Na última noite havia dormido apenas três horas, tempo excessivamente abaixo do necessário, mas precisava completar as apresentações à Câmara e pensar numa solução para a última reunião que tivera na cidade vizinha. Apesar de todo o cansaço, o sono havia desaparecido com o café preparado por Gavin, que talentosamente moi os grãos do tipo especial florado e logo cedo já apronta o bule, assim que vê que o patrão está com um leve mal humor.

Concentrado em uma nova crítica ao sistema opressor, Francis redige habilmente na grande companheira das noites em claro: a máquina de escrever. Sentando na confortável poltrona feita sob medida, ele passa boa parte do tempo criando novas normas de inserção do povo nas decisões da Escócia. A concentração necessária é, algumas vezes, interrompida por Rosalie, que chega até o ambiente correndo e muitas vezes acaba esbarrando nele, antes de abraça-lo fortemente.

— Senhor, peço licença.

— Gavin, pode entrar! — Chamou, com um sorriso comedido nos lábios.

— A moça chegou. Posso pedir que entre? — Perguntou, ainda da porta do escritório, enquanto esfrega uma mão na outra.

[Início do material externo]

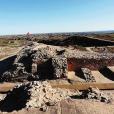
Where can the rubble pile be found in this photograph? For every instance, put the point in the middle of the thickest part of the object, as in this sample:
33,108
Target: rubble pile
88,75
60,67
31,57
37,94
95,93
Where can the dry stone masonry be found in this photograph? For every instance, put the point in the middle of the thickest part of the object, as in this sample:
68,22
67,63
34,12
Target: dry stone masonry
40,61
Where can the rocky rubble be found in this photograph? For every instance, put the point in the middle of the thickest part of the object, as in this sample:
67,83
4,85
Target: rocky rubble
28,58
88,75
34,95
95,93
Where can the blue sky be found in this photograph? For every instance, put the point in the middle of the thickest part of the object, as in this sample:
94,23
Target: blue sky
45,16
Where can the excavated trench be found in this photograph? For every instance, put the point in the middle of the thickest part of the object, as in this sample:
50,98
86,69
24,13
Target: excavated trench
78,40
93,65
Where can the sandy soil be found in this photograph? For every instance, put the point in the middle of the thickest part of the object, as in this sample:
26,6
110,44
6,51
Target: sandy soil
76,106
100,78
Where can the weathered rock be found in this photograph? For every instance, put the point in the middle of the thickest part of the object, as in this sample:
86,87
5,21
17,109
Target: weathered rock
95,93
88,75
34,95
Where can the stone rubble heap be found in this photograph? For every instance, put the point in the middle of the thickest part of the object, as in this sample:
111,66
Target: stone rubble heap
88,75
95,93
39,94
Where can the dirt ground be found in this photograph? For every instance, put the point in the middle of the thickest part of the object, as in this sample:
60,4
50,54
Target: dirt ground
69,106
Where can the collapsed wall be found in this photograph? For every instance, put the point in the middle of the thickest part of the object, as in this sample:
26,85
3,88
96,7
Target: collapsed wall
37,94
39,61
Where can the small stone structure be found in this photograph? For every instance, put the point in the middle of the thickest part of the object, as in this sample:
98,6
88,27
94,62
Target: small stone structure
40,61
88,75
95,93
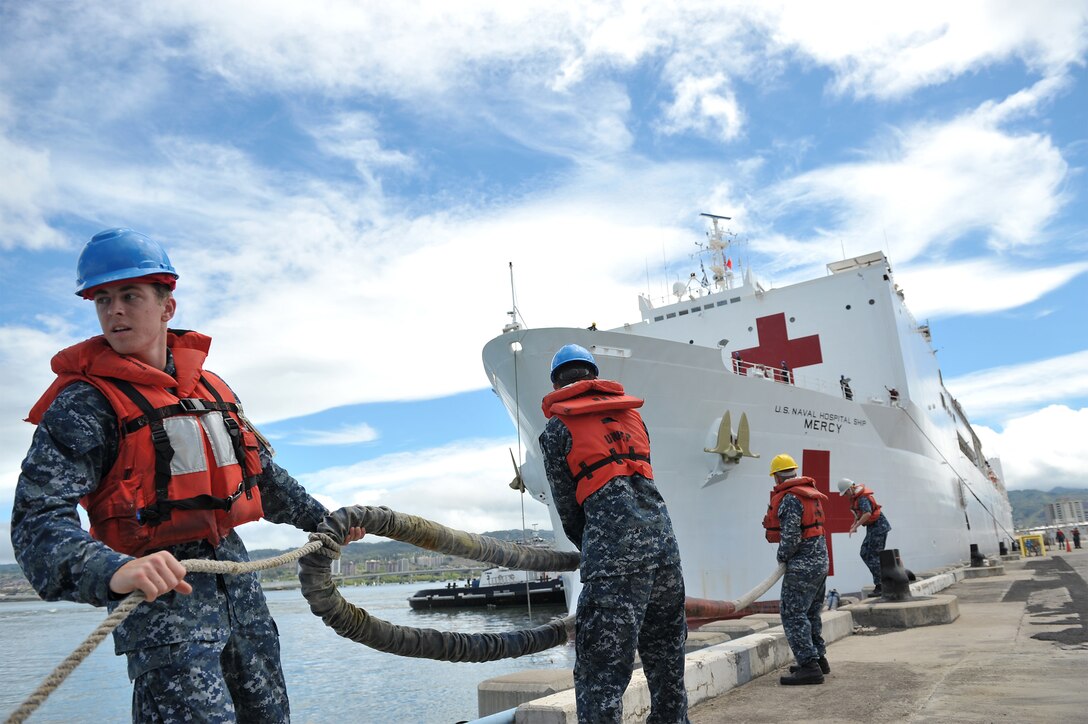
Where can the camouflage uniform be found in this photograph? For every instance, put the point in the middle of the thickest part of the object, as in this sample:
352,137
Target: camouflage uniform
212,655
632,593
803,584
876,536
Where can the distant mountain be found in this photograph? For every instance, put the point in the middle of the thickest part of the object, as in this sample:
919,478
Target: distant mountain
1029,506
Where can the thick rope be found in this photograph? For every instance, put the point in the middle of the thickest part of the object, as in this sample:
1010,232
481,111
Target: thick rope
359,626
709,609
126,606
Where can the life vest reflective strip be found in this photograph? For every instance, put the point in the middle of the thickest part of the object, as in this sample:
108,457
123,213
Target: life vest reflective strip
855,505
607,433
812,508
156,513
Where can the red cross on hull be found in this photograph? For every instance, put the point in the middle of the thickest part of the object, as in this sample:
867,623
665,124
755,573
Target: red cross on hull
775,345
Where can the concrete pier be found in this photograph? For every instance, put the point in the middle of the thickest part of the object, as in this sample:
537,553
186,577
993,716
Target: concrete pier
1017,651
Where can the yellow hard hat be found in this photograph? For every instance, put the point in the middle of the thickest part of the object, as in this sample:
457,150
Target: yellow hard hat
782,462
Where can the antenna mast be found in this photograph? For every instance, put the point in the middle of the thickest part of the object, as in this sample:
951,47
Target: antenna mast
719,241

— Ah, sim, claro. Justine me informou sobre ela. Catherine, não? — Questionou, enquanto passa os olhos sobre aquele texto incompleto e que demandará pelo menos mais duas horas de trabalho e outros apontamentos consistentes.

— Sim senhor.

— Traga-a até aqui, estarei esperando. — Retornando ao corredor, Gavin para por um instante, ajusta os óculos e resolve voltar e ir até mais perto do patrão para informar do que o incomoda.

— Senhor?

— Sim? — Olhando para ele, percebe que quer falar de algo que o aflige. Ele não sabe do que se trata, mas o velho amigo carrega um jeito diferente ao manifestar preocupação com a família que escolheu. Francis sabe que aquelas mãos arranhadas pelas roseiras que Gavin tanto ama ficam, quase sempre, involuntárias e se movem em um vai e vem sobre os bolsos das calças.

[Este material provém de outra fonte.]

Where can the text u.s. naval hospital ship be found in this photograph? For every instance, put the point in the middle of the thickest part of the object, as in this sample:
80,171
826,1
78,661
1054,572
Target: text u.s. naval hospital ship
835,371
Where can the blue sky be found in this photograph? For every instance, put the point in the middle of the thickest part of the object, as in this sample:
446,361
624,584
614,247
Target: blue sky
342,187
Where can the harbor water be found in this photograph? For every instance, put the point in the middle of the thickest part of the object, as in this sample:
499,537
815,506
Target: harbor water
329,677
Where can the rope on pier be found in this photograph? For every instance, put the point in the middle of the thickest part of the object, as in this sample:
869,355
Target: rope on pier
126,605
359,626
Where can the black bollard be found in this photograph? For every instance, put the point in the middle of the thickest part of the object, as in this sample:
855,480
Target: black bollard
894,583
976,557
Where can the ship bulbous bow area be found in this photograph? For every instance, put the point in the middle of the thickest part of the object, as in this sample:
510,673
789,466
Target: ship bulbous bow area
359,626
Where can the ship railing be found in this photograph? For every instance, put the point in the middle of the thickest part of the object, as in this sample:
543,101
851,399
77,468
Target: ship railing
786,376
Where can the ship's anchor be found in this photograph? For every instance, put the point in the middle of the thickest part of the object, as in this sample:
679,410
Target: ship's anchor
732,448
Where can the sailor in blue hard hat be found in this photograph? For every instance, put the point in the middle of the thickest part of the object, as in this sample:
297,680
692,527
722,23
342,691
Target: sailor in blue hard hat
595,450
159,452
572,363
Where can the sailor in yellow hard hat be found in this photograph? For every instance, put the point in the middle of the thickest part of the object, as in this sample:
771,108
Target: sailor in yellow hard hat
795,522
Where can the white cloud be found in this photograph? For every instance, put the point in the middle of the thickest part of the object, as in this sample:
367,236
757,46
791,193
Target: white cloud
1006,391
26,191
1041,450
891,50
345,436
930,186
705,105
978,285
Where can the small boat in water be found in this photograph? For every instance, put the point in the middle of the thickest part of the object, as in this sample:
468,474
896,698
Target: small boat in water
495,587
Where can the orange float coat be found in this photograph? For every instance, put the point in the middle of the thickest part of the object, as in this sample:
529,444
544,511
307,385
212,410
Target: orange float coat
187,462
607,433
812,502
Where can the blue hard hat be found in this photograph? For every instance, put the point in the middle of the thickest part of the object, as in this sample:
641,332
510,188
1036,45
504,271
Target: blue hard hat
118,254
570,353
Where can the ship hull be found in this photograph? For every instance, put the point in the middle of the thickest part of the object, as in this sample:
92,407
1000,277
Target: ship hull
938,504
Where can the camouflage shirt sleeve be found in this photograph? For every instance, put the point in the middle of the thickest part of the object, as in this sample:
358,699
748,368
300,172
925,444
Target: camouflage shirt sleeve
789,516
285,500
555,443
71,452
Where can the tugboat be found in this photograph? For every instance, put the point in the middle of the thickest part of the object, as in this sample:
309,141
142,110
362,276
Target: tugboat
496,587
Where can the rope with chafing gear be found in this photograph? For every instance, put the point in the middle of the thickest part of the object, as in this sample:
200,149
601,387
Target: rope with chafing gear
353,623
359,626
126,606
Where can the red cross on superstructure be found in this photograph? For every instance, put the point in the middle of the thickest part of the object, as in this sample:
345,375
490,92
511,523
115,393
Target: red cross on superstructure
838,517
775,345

— Posso manifestar minha preocupação? — Ele solicita, um tanto sem jeito.

— Claro, por favor Gavin.

— O senhor tem conhecimento de informações sobre a moça? — Questiona, visivelmente ansioso.

— Não se preocupe, meu amigo. Acredito que estamos no caminho correto. Conhecemos Justine e sabemos que ela não traria alguém que não fosse extremamente confiável.

— É que eu me preocupo com a menina e... — A inquietação era genuína, afinal havia participado da vida deles desde muito cedo e sempre foi muito zeloso nos cuidados com Rosalie, que tratava como uma neta.